Write-Host "Initial status: $($latestJob.status)"
Then we can plug it into the job status endpoint like so and poll the endpoint until the job returns a status of succeeded. The job will take a while so I'd recommend a fairly high polling interval of at least 3 minutes.
$jobStatusUri = "$endpoint/language/authoring/analyze-text/projects/$projectName/train/jobs/$($latestJobId)?api-version=2022-05-01"
while ($true) {
$statusResponse = Invoke-RestMethod -Method Get -Uri $jobStatusUri -Headers $headers
$status = $statusResponse.status
Write-Host "Training job status: $status - Checked at $(Get-Date -Format "HH:mm:ss")"
if ($status -eq "succeeded") {
Write-Host "Training job succeeded."
break
}
elseif ($status -eq "running") {
Start-Sleep -Seconds 180
}
else {
throw "Training job failed or entered unexpected status: $status"
}
}
Now that our training job has succeeded, we can call the deployment endpoint to get our model deployed and ready for our applications to use.
Deploy model
This one is actually fairly simple, which makes a nice change! Just a simple json body with the name of your model label to be send to your project which is identified in the route of the url we hit.

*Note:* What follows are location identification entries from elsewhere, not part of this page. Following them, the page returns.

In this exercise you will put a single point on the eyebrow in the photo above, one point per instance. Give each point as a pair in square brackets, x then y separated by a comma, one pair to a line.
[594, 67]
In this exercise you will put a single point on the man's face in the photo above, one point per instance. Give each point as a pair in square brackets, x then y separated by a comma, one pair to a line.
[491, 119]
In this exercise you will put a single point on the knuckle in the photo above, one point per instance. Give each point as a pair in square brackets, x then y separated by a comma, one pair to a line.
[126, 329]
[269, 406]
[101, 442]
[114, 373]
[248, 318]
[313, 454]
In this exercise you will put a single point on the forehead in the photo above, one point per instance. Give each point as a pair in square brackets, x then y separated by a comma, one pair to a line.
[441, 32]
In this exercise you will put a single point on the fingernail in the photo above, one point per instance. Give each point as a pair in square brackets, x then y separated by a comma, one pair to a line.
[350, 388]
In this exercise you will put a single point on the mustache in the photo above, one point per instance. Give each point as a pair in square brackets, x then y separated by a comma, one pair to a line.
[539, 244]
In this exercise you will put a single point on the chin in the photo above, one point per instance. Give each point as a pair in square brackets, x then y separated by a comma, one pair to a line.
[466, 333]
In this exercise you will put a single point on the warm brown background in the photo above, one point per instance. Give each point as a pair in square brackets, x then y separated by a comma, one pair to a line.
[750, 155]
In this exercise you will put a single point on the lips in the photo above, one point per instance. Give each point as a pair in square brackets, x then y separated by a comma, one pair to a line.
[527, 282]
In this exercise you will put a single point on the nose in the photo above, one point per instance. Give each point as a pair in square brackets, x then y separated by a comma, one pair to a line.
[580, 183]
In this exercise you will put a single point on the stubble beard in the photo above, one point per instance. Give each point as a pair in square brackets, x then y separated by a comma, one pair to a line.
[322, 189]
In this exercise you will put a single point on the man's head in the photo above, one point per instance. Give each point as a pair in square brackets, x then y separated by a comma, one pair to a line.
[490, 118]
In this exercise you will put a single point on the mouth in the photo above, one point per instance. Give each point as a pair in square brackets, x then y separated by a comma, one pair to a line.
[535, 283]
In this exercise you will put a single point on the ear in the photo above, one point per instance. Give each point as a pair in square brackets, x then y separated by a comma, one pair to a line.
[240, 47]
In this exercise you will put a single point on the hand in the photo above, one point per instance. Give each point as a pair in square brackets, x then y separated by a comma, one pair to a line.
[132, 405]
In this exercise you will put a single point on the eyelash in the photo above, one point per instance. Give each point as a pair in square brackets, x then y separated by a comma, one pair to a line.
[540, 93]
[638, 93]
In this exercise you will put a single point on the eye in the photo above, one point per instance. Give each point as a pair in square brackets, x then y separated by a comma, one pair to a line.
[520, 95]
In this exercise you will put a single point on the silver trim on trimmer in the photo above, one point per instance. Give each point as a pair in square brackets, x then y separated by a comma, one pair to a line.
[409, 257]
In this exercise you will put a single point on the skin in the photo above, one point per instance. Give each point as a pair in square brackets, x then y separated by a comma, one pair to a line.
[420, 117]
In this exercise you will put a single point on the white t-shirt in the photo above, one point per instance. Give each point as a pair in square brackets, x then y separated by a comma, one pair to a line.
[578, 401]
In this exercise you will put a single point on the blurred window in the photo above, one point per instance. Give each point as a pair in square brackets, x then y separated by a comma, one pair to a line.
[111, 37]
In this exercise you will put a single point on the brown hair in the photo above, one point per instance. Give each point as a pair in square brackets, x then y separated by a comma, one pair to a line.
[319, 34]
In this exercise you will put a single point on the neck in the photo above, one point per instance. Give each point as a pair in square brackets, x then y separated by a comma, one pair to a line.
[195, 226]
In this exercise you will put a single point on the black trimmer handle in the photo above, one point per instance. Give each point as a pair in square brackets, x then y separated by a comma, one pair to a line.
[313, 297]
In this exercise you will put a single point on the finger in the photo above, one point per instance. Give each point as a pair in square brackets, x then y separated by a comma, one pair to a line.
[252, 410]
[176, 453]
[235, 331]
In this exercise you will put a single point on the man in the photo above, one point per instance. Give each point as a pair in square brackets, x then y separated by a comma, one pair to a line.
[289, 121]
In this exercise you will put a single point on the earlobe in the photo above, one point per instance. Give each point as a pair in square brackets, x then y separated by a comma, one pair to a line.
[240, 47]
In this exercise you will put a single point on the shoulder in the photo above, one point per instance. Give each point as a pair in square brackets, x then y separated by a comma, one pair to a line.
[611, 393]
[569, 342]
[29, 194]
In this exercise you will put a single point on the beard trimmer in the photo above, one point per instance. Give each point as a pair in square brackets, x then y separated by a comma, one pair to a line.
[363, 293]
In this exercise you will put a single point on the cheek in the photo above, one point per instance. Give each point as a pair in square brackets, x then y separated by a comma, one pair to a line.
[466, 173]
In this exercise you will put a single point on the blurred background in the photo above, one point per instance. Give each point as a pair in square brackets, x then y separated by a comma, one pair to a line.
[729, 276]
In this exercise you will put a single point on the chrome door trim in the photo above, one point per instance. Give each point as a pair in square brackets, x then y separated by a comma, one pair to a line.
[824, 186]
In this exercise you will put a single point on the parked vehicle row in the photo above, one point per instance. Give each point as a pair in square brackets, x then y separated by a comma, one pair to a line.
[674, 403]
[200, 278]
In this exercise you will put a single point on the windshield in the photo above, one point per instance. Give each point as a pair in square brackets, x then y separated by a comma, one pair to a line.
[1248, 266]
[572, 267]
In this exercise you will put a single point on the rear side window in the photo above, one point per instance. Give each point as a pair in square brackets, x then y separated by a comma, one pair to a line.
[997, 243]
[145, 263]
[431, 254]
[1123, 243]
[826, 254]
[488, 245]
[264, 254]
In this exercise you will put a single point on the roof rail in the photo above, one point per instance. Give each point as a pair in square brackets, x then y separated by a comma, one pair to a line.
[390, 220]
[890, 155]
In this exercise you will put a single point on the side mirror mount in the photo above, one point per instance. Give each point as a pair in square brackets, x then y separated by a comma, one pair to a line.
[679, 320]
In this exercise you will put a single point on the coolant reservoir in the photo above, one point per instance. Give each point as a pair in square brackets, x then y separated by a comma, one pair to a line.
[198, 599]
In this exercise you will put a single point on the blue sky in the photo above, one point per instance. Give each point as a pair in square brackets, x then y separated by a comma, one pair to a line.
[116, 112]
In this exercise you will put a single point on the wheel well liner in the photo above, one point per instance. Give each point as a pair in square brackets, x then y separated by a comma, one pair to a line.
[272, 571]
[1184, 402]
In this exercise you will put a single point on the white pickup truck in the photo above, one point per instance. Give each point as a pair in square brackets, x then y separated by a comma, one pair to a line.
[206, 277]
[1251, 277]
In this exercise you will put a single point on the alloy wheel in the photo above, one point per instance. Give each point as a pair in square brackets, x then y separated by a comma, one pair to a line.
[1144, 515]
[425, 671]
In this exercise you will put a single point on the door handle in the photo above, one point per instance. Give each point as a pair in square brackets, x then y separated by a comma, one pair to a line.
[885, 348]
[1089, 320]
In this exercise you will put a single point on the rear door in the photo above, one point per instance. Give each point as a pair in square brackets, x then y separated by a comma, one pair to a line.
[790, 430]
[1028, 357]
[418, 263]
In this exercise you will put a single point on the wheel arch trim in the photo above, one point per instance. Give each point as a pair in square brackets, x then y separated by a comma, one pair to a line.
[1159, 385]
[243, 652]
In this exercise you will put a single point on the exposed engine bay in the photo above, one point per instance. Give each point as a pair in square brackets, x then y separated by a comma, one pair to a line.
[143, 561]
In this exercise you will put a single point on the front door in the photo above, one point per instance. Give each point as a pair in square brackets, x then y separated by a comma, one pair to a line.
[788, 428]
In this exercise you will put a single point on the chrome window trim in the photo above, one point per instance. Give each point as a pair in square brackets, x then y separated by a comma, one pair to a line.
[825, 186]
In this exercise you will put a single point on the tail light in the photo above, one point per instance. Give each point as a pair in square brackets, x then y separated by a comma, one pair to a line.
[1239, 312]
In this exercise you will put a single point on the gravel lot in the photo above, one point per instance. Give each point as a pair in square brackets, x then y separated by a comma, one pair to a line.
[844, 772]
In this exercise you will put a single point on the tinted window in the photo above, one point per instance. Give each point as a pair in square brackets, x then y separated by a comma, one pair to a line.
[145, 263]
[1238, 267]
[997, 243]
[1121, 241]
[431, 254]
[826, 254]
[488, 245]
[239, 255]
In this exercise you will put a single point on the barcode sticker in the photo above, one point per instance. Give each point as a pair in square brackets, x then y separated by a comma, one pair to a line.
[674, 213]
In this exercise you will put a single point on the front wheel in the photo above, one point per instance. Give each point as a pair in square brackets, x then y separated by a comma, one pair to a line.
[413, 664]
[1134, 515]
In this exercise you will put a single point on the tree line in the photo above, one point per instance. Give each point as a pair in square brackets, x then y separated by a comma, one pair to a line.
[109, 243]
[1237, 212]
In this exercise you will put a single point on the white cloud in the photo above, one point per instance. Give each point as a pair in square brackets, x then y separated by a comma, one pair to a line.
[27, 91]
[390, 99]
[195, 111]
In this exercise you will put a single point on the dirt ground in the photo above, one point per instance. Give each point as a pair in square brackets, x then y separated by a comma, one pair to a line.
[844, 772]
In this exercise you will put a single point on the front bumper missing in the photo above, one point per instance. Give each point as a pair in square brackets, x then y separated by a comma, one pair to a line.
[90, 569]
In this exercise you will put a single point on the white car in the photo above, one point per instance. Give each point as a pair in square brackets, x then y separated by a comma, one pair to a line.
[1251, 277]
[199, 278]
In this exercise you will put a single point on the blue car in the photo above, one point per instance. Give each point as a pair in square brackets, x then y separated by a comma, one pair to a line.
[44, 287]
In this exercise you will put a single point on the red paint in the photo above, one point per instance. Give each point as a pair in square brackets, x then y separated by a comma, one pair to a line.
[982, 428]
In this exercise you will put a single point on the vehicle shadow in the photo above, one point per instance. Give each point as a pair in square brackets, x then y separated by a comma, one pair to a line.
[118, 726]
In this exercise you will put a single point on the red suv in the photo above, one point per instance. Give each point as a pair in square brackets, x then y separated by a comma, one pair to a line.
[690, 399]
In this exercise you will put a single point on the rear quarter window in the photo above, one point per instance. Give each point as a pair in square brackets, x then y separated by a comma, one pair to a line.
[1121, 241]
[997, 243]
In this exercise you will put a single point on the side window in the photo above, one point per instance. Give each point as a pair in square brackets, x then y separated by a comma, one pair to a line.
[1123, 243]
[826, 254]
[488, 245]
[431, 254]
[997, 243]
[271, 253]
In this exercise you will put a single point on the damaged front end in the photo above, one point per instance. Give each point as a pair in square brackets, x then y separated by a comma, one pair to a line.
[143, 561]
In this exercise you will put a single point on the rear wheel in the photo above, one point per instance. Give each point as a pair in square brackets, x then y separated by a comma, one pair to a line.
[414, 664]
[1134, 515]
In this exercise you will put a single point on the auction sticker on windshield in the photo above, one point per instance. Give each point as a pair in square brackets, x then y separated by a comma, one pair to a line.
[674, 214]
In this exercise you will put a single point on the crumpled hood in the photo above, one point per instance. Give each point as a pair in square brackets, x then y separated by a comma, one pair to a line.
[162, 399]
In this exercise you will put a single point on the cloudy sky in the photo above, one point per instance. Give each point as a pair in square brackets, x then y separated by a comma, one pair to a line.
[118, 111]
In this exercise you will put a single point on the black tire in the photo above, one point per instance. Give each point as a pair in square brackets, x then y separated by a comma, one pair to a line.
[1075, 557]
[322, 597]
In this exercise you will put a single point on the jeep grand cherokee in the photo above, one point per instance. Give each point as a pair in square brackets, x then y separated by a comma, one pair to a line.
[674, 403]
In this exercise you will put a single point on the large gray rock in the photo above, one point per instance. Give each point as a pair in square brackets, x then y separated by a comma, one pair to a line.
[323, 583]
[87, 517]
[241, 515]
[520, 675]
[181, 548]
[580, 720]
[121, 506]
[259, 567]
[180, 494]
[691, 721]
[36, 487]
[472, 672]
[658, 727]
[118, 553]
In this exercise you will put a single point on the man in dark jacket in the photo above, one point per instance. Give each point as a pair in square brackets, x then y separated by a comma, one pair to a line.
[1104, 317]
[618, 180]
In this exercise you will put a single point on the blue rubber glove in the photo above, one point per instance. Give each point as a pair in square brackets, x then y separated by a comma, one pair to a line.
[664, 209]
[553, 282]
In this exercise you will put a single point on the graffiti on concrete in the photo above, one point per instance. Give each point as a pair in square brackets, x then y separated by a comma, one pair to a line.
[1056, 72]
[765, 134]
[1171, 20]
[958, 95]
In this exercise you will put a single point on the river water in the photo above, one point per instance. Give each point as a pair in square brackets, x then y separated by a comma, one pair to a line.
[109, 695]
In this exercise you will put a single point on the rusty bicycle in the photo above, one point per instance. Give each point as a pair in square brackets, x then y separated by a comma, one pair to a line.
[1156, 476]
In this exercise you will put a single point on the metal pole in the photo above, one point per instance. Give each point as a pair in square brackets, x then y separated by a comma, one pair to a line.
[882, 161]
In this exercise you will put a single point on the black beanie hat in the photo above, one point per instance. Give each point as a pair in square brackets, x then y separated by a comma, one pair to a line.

Write-Host "`nDeploying model..."
$deployUri = "$endpoint/language/authoring/analyze-text/projects/$projectName/deployments/$($deploymentName)?api-version=2022-05-01"
$deployBody = @{
trainedModelLabel = $modelLabel
} | ConvertTo-Json
$response = Invoke-RestMethod -Method Put -Uri $deployUri -Headers $headers -Body $deployBody
Write-Host "Deployment request succeeded."
After this, you're ready to use your trained language classifier!